The list of endorsers is seemingly endless. Megan Rapinoe, Adam Rippon and Bobby Berk are supporting Elizabeth Warren, as are veteran activists Urvashi Vaid and Torie Osborn. Bernie Sanders has former American Idol and Congressional candidate Clay Aiken and drag legend Lady Bunny. Pete Buttigieg just picked up an endorsement from David Mixner, who advised President Clinton on LGBT issues. Project Runway alum Tim Gunn and designer Isaac Mizrahi are getting behind Mike Bloomberg’s campaign.
All in all, pretty impressive. But does it really matter?
When it comes to celebrity endorsements, probably not. Celebrities can excite campaign volunteers, and they can help draw crowds. Whether activists make much of a difference is also probably debatable.
Actually convincing undecided voters to back their candidate is a different question. Most people say it doesn’t matter. A 2019 poll found that nearly two-thirds of those asked said that celebrity endorsements would have no bearing on how they vote. What counts more are endorsements from elected officials, unions and political groups. In short, the people and organizations that can deliver voters and spend money.
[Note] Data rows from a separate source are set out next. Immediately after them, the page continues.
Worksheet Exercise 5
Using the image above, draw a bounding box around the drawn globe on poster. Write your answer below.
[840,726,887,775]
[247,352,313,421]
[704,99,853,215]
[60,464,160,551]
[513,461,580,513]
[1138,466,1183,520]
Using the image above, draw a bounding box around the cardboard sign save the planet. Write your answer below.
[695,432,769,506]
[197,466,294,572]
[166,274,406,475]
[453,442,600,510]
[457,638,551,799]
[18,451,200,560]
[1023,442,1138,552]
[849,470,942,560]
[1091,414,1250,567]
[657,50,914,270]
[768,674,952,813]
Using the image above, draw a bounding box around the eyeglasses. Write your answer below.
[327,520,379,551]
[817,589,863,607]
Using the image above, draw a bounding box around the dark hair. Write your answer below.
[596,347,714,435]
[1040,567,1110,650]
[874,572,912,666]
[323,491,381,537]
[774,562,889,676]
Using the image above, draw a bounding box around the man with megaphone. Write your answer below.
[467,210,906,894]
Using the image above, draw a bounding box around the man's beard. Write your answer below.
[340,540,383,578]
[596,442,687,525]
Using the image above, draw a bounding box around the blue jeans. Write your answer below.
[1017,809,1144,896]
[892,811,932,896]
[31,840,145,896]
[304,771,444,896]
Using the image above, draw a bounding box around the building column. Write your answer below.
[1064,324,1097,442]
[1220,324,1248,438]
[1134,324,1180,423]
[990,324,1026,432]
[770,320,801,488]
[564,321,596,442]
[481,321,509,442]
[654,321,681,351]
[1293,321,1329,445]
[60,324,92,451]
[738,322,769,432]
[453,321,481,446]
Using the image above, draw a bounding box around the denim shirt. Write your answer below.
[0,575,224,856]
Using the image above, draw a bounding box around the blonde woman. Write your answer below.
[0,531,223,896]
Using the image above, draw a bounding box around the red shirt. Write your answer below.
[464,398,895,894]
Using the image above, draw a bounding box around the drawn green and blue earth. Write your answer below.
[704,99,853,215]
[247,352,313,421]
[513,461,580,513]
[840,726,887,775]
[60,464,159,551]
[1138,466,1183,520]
FiveThirtyEight, the website founded by gay data geek Nate Silver, is tracking what it calls the “endorsement primary,” to which candidates party elites are throwing their support. By that standard, Biden is way out in front, with 245 points based on the site’s elaborate weighting system. His closest competition is Elizabeth Warren, with 85 points.
While Sanders is struggling with the party elite, he’s doing well with another crucial constituency: labor unions. Sanders has racked up about a dozen endorsements from unions. Even in their weakened state, unions are still able to deliver on votes, which is what really matters.
Even with powerhouse endorsements, a campaign can still fail. Kamala Harris had strong backing from members of the Congressional Black Caucus and Hollywood elite, but she didn’t even make it to the Iowa caucuses. Beto O’Rourke even had Beyoncé in his corner, but his campaign didn’t even survive into 2020.
What’s most noteworthy about the LGBTQ endorsers is the scramble to get them, not the influence they have. It’s another sign that the Democrats see the community as a core constituent group. What all the candidates are hoping for is that the endorsements are a marker, a sign, if not a contributor, to a high turnout. With voters about to go to the polls, we’ll see if that’s realistic or not.